Much of the information here has been pulled from this source document: Promethus-aggregation.pdf

Requirements

  • Collect hardware, infrastructure (Linux OS), Hypervisor and Kubelet statistics

  • Aggregate (&Silencing) them for consumption

    • Via rules

  • Provide visualization of statistics

    • At site granularity level

    • At compute node granularity level.

    • Historical level

    • By Applying user defined filters

  • Counter collection & aggregation service – Offload collection and aggregation at various levels.

    • At ONAP level

    • At Regional Site level

    • At Edge Site level

  • Placement decisions based on HPA resource health/availability.

Architectural Components

The following diagram illustrates the key components.

ONAP Components

Prometheus

The Prometheus server is configured to collect time series data from targets.  In this case, the source of data will be the compute hosts in the cloud regions.

Alert Manager

The Alert Manager receives alerts based on alerting rules configured for the Prometheus server.  Alerts can be forwarded on to clients.



HPA Info Export

For HPA telemetry capture use case, the idea is to create a client to receive alerts from the Alert Manager and update HPA information in A&AI.  See HPA - Telemetry OOF and A&AI

Grafana

Grafana is configured to query data from Prometheus and display information on HPA telemetry.

Compute Host Components

There are many projects which can be used to export data to the Prometheus server.  The initial components listed here are expected to support an initial list of HPA attributes.

Node Exporter

The node exporter runs on the compute hosts and sends a variety of statistics about the node.  Some of these will be used to identify the HPA attributes and capacity of the compute host.

collectd

The collectd component is another exporter that can be executed on the compute host to collect information.  collectd has support for SR-IOV information that will be used to support the HPA telemetry.

HPA Additions

It's possible that some HPA attributes may not be supported by any existing exporter.  Some additions to existing or new components may be developed to provide support.

Sequence Diagram

Development Phases

Phase 1

The initial phase of HPA Platform Telemetry will involve setting up and operating the basic components.

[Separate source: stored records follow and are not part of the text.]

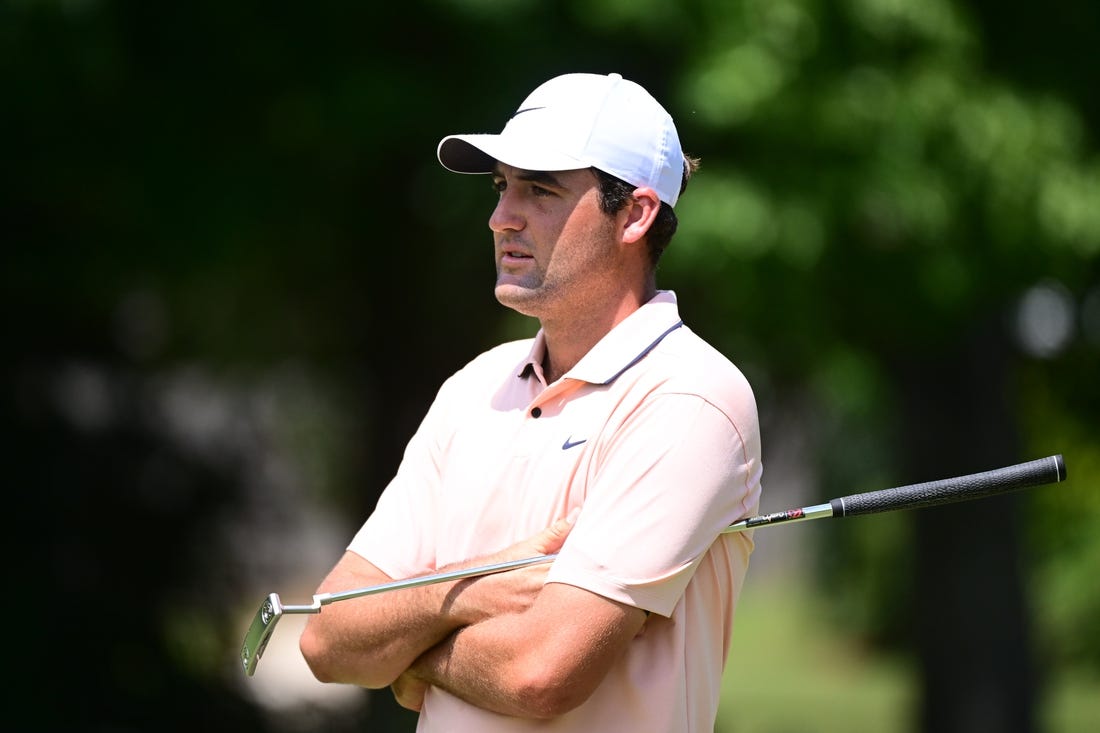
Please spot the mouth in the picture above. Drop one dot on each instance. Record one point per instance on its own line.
(513, 254)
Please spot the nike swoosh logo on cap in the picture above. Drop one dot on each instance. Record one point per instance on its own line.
(526, 109)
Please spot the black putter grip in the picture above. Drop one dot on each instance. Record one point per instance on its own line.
(947, 491)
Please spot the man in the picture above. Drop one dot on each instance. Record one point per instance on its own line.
(615, 437)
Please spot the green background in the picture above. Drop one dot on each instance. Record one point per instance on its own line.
(234, 274)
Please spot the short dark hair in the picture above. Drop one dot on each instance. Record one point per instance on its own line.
(615, 194)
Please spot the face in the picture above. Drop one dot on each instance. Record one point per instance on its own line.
(556, 250)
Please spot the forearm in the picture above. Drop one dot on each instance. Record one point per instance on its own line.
(536, 664)
(371, 641)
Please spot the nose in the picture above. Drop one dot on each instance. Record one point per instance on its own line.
(506, 216)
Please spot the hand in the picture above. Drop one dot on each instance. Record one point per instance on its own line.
(486, 597)
(409, 691)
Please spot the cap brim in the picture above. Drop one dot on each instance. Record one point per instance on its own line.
(481, 153)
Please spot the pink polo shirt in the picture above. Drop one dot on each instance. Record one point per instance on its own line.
(655, 436)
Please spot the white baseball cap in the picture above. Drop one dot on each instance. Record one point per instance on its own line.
(579, 121)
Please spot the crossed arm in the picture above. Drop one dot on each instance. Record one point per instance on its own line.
(506, 643)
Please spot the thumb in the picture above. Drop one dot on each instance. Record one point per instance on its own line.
(554, 535)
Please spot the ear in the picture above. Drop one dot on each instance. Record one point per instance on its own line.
(640, 215)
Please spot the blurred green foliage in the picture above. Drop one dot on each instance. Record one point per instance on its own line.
(242, 199)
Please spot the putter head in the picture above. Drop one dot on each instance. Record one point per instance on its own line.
(260, 633)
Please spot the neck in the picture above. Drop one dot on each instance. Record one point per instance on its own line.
(569, 339)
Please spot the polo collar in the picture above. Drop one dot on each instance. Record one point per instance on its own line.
(622, 348)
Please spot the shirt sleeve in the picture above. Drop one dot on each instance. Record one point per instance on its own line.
(669, 480)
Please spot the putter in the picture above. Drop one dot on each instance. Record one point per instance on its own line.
(1046, 470)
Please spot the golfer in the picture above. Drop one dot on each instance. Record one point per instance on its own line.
(615, 437)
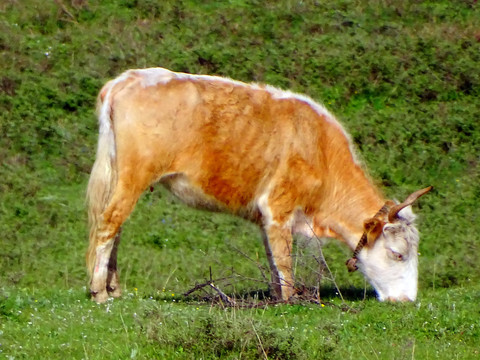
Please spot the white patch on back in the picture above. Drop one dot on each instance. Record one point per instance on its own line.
(155, 76)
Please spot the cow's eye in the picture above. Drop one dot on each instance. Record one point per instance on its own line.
(395, 255)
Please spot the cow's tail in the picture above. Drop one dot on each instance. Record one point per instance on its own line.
(103, 177)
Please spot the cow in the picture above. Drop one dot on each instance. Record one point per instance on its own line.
(271, 156)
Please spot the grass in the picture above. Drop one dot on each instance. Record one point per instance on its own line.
(402, 77)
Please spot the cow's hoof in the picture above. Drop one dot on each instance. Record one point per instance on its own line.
(99, 297)
(114, 292)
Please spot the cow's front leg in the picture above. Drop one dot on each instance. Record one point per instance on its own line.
(278, 246)
(113, 281)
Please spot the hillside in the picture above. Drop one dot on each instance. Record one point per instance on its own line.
(402, 77)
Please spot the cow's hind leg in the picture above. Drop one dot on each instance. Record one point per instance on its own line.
(278, 246)
(113, 281)
(121, 205)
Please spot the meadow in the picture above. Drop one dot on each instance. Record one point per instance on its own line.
(403, 77)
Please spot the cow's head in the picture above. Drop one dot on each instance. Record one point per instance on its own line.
(387, 253)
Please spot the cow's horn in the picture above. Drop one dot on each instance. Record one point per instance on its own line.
(392, 214)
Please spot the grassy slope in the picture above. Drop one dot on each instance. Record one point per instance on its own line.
(403, 79)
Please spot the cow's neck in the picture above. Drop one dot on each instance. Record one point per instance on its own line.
(349, 199)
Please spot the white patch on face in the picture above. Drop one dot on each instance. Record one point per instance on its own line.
(391, 265)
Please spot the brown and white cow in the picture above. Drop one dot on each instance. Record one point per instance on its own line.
(268, 155)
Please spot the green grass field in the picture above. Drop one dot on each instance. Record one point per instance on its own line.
(404, 79)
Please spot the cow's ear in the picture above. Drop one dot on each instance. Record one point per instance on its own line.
(373, 227)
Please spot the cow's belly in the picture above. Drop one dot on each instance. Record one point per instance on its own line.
(180, 185)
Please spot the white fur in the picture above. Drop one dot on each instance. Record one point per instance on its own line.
(394, 279)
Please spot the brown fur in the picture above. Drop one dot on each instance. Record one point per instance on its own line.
(223, 145)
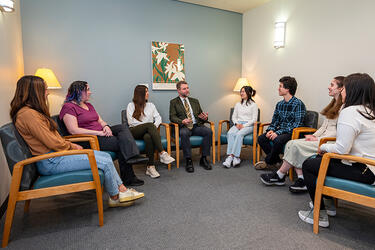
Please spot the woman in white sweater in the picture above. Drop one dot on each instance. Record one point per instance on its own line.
(297, 151)
(143, 120)
(355, 136)
(244, 115)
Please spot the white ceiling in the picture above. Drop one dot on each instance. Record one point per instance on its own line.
(240, 6)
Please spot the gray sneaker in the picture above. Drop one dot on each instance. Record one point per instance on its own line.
(308, 217)
(329, 204)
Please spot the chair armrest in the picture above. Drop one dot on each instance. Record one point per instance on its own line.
(297, 131)
(325, 139)
(18, 167)
(261, 127)
(92, 139)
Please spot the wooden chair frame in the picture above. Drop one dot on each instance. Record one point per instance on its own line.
(255, 138)
(16, 195)
(177, 141)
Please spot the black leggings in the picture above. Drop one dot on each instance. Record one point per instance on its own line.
(151, 136)
(337, 169)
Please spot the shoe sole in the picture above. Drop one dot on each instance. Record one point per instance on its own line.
(272, 183)
(331, 213)
(132, 198)
(122, 204)
(311, 221)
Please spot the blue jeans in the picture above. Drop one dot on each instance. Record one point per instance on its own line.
(70, 163)
(235, 139)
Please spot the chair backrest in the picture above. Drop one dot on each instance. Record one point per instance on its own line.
(311, 119)
(231, 114)
(63, 131)
(124, 118)
(15, 150)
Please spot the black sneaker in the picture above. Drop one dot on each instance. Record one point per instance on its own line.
(298, 187)
(272, 179)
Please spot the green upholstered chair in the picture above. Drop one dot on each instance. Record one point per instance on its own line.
(27, 184)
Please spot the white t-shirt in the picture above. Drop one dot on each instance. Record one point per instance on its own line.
(245, 113)
(355, 135)
(150, 115)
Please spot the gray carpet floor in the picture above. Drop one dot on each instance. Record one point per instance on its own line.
(217, 209)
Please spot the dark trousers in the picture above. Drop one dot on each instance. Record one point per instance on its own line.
(122, 142)
(275, 149)
(203, 131)
(149, 133)
(336, 168)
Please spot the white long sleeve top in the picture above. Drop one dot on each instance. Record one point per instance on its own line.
(151, 114)
(355, 135)
(245, 113)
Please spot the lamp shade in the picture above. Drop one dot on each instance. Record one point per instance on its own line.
(49, 77)
(7, 5)
(240, 83)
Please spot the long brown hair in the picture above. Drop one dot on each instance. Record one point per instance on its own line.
(139, 101)
(333, 108)
(31, 92)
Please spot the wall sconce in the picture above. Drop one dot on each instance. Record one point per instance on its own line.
(49, 77)
(7, 5)
(240, 83)
(279, 40)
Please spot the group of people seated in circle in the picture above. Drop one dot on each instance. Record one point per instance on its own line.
(350, 117)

  1. Running Node Exporter and collectd on a set of compute hosts

  2. Setting up Prometheus and Grafana to run in ONAP (e.g. Helm charts, etc.)

  3. Configuring a set of Prometheus query rules that will expose interesting HPA information

  4. Configure Grafana to display interesting HPA information pulled from Prometheus

Design topics to resolve:

  1. Identify methods for doing target discovery - that is, adding compute hosts to the list that Prometheus monitors.

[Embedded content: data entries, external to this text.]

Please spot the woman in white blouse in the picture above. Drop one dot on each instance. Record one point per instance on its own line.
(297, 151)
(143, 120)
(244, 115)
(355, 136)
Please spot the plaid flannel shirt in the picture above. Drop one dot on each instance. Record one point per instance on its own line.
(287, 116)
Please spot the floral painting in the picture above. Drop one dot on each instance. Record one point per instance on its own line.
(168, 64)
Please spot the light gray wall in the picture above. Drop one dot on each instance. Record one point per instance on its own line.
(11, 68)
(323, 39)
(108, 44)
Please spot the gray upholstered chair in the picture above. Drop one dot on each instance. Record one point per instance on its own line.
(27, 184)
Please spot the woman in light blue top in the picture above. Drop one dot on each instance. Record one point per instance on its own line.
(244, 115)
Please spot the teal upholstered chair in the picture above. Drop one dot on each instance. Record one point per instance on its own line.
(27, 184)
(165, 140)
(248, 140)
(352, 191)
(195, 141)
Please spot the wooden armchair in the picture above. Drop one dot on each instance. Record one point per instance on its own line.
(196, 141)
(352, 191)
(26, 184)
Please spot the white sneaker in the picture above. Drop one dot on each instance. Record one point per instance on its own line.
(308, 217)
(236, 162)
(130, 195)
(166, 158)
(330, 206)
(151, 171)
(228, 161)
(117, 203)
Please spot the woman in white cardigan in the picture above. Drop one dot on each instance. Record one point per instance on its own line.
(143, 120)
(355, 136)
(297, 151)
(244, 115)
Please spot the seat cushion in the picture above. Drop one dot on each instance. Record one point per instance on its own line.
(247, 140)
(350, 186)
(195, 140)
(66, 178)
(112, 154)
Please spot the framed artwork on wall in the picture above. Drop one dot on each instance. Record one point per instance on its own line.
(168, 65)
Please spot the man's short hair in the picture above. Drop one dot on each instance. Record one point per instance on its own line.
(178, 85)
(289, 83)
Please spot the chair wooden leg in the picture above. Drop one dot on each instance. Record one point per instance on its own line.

  2. Identify source, configurations and queries required to capture interesting HPA capabilities and capacities.  The initial target list of HPA information is:

  1.  

    1. CPUs

    2. Memory (DDR)

    3. Disk

    4. Huge page

    5. PCIe VFs

Phase 2

With phase 2, the goal is to export HPA information into ONAP A&AI so that OOF can use the data during placement decisions.

Additional components needed:

  1. Set up Alert Manager

  2. Develop an HPA Info Export component that can interface with A&AI

Phase 3 and beyond

Some items that could be included here:

  1. Extend beyond the initial short list of HPA attributes to additional attributes that are relevant to ONAP operations (e.g. Closed Loop)

  2. A VES Proxy or Exporter capability

  3. ...